Although this does vary from protein to protein - i have a myosin
II antibody that gives quite a bit of cloudy background on top of the
signal, and a GFP fusion that gives a breathtakingly clean localisation.
Of course, it's possible that the cloudy background is something
biologically significant that the GFP is for some reason missing, but i
sincerely hope not!
There have been papers on the effect of GFP on localisation; i've read
some of them, but can't for the life of me find them now - try
pubmedicating for 'GFP' and 'localization', and weep! All it means,
really, is that you need to validate the localisation of a GFP fusion
against antibody staining before you draw any conclusions from it. And, of
course, the antibody staining needs to be validated somehow - as well as
the usual blot-based tests, staining a cell in which your protein is
knocked out or down is the gold standard.
Note that in the case of some fluorescent proteins, there's also a risk of
oligomerisation artifacts: wildtype FPs (all or just some) are tetrameric,
so if you attach them to a protein, you're adding a tetramerisation
domain. Modern versions have been engineered to be monomeric - that's what
put the m in mRFP - so this is not a worry, but if you have some crufty
old construct that's tagged with DsRed, watch out.
There is a relatively new alternative to GFP for fluorescent tagging of
proteins in live cells in the shape of the FlAsH/ReAsH system:
Basically, you put a magic tag on your protein, and then add a
membrane-permeant fluorophore that comes in and binds specifically to it.

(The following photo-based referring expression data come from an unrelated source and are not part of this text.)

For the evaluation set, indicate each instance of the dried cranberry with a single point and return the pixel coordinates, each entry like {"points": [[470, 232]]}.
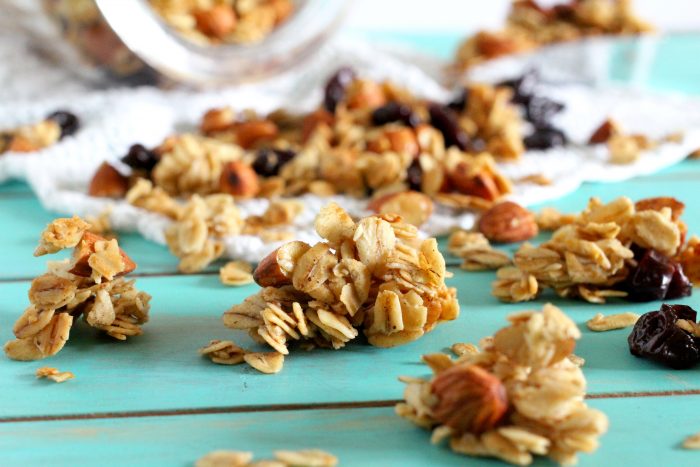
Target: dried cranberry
{"points": [[395, 112], [141, 158], [414, 175], [460, 102], [335, 87], [67, 121], [268, 162], [680, 285], [445, 120], [524, 86], [540, 110], [656, 336], [545, 138]]}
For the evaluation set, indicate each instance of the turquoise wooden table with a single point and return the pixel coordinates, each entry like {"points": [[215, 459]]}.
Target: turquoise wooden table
{"points": [[153, 401]]}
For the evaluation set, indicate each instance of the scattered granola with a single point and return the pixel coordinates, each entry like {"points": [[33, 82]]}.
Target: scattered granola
{"points": [[236, 273], [520, 395], [476, 251], [304, 457], [54, 374], [530, 26], [88, 285], [619, 249], [374, 275], [29, 138], [224, 22], [601, 322]]}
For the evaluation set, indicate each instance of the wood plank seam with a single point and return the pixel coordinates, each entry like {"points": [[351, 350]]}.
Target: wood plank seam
{"points": [[294, 407]]}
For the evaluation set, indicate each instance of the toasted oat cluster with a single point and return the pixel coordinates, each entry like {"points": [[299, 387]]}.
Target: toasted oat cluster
{"points": [[88, 285], [619, 249], [530, 26], [305, 457], [211, 22], [374, 275], [40, 135], [520, 396], [366, 138]]}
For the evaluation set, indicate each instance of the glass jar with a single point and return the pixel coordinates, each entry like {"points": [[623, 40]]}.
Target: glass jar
{"points": [[129, 41]]}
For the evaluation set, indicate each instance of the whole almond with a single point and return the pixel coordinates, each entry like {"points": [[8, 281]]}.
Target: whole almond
{"points": [[108, 182], [470, 399], [239, 179], [508, 222]]}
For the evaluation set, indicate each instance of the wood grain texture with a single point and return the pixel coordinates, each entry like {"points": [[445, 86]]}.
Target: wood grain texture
{"points": [[359, 437]]}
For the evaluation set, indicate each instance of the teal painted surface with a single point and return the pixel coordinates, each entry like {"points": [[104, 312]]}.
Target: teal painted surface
{"points": [[359, 437], [164, 371]]}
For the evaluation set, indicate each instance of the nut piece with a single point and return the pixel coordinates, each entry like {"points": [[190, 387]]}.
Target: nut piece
{"points": [[604, 132], [508, 222], [108, 183], [413, 207], [83, 251], [275, 270], [239, 179], [470, 399]]}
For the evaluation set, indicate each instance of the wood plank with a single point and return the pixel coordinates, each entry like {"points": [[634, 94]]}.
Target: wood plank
{"points": [[162, 371], [357, 437]]}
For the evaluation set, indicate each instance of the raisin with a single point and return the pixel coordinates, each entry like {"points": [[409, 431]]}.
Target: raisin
{"points": [[141, 158], [459, 103], [545, 138], [67, 121], [655, 336], [447, 122], [540, 110], [524, 86], [335, 87], [414, 175], [268, 162], [656, 277], [395, 112]]}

The tag is only six residues, so it doesn't interfere with behaviour as
much as GFP, and the fluorophore is only active once bound to the tag, so
it's specific. Plus, you can do funky pulse-chase experiments to look at
dynamic processes. At least, that's what the marketing bumph says. I've
heard that the fluorophore solution makes cells unhappy, and there's quite
a lot of background. It's a fairly new method, though, so it's probably
improved a lot recently. It's rather pricey, though.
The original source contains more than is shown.